Intentaba dirigirse hacia la puerta del despacho para huir por ella, cuando sintió como si un acerado puño le estrujara el pecho y un vivísimo e insoportable dolor se instaló en él. El espanto se adueñó de su rostro. Sus ojos se agrandaron hasta alcanzar un desmesurado tamaño y abrió su boca tanto como pudo, en un desesperado intento de aspirar el aire que faltaba en sus pulmones. Todavía trastabilló unos pasos en dirección a la puerta. Por fin, tras producir un ronco estertor de moribundo, dobló sus rodillas y cayó al suelo fulminado.

-¡Oye, este tío se ha muerto! -la voz de Margaret, que se mantenía por completo invisible, sonó en la estancia, revelando la identidad humana de aquella fantasmal ánima vengadora.
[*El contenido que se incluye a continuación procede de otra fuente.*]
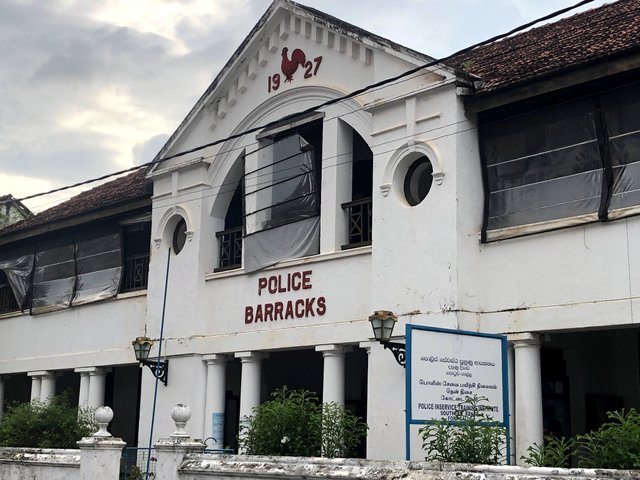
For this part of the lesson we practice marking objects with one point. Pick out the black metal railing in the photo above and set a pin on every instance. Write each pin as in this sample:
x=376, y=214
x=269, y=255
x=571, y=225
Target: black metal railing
x=7, y=299
x=359, y=222
x=230, y=242
x=135, y=275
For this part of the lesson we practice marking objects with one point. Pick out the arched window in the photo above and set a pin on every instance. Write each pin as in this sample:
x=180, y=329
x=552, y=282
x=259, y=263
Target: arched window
x=359, y=209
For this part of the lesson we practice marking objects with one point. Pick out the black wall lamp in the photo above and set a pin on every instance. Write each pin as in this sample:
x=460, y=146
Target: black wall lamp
x=142, y=347
x=382, y=322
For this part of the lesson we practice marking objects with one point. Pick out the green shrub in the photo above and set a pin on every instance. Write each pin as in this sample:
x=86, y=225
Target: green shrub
x=54, y=424
x=292, y=423
x=472, y=436
x=554, y=452
x=616, y=444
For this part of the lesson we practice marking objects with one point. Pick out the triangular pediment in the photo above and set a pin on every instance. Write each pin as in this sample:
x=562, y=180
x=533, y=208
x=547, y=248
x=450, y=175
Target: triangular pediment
x=293, y=46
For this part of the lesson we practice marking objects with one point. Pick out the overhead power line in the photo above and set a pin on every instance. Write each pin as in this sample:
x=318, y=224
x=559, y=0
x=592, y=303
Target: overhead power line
x=327, y=103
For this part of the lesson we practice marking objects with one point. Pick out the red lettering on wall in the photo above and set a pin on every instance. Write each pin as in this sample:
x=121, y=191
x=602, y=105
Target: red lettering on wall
x=306, y=279
x=322, y=306
x=277, y=311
-Sí, sí -asintió Bob, poseído con  la misma invisibilidad que Margaret, después de un breve reconocimiento del cadáver- Está frito del todo. Parece que ha sufrido un infarto agudo de miocardio y ha palmado.

-Bien -concluyó Margaret- Su muerte ha evitado manchar mis manos con la sangre de este asesino. De cualquier forma, Joe, mi querido hijo, ha sido vengado.